Tamil Nadu - Chennai

Treading on the rights path

Ramya Kannan



SPREADING THE MESSAGE: Adi Dravidar Welfare School students performing a cultural programme at the State conference of teachers and students of Human Rights Education held in Chennai on Saturday. — Photo : R. Shivaji Rao

CHENNAI: Sathya of Manojipettai Adi Dravidar Welfare School, Thanjavur, is convinced she is an agent of change. You can judge once you listen to her tale.

Sathya's classmate was to be married to her maternal uncle, 20 years elder to her. Not surprisingly, she did not favour the alliance or discontinuing her studies. Pleas to family members were in vain and the marriage date was fixed.

That was when Sathya intervened. Along with a few friends, she marched to her classmate's mother and demanded the marriage be called off, failing which she threatened to inform the police and the Human Rights Commission.
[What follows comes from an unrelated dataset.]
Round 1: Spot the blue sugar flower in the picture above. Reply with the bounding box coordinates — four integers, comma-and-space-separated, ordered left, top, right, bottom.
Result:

Sathya had her way.

Deriving courage

Sathya says if she had not attended classes in human rights education at school, she might have sympathised with her friend and not helped her out.

Her courage was derived from these lessons.

On Saturday, at a conference for students and teachers on human rights organised by the Institute for Human Rights Education, it became apparent that a number of other students too had altered their perspective on rights issues thanks largely to the classes.

Positive changes

Elaborating on the agenda of taking human rights education to children, Henry Tiphagne, executive director, People's Watch, said the programme was being conducted successfully over the last three years, facilitating positive changes in villages.

The benefits apparent in students belonging to Adi Dravidar Schools must be passed on to other students as well, Adi Dravidar and Tribal Welfare Secretary K. Deenabandhu said, suggesting that rights classes be introduced in all schools.

Vasanthi Devi, president of the Institute, said the key to seeing a more just society lay in getting children to realise the importance of rights.

The change could only happen from within classrooms.

Christodas Gandhi of the Statistics department; V. Karuppan, retired bureaucrat; Muthukumaran, former Vice-Chancellor and E. Devasahayam, director, Institute for Human Rights Education, spoke.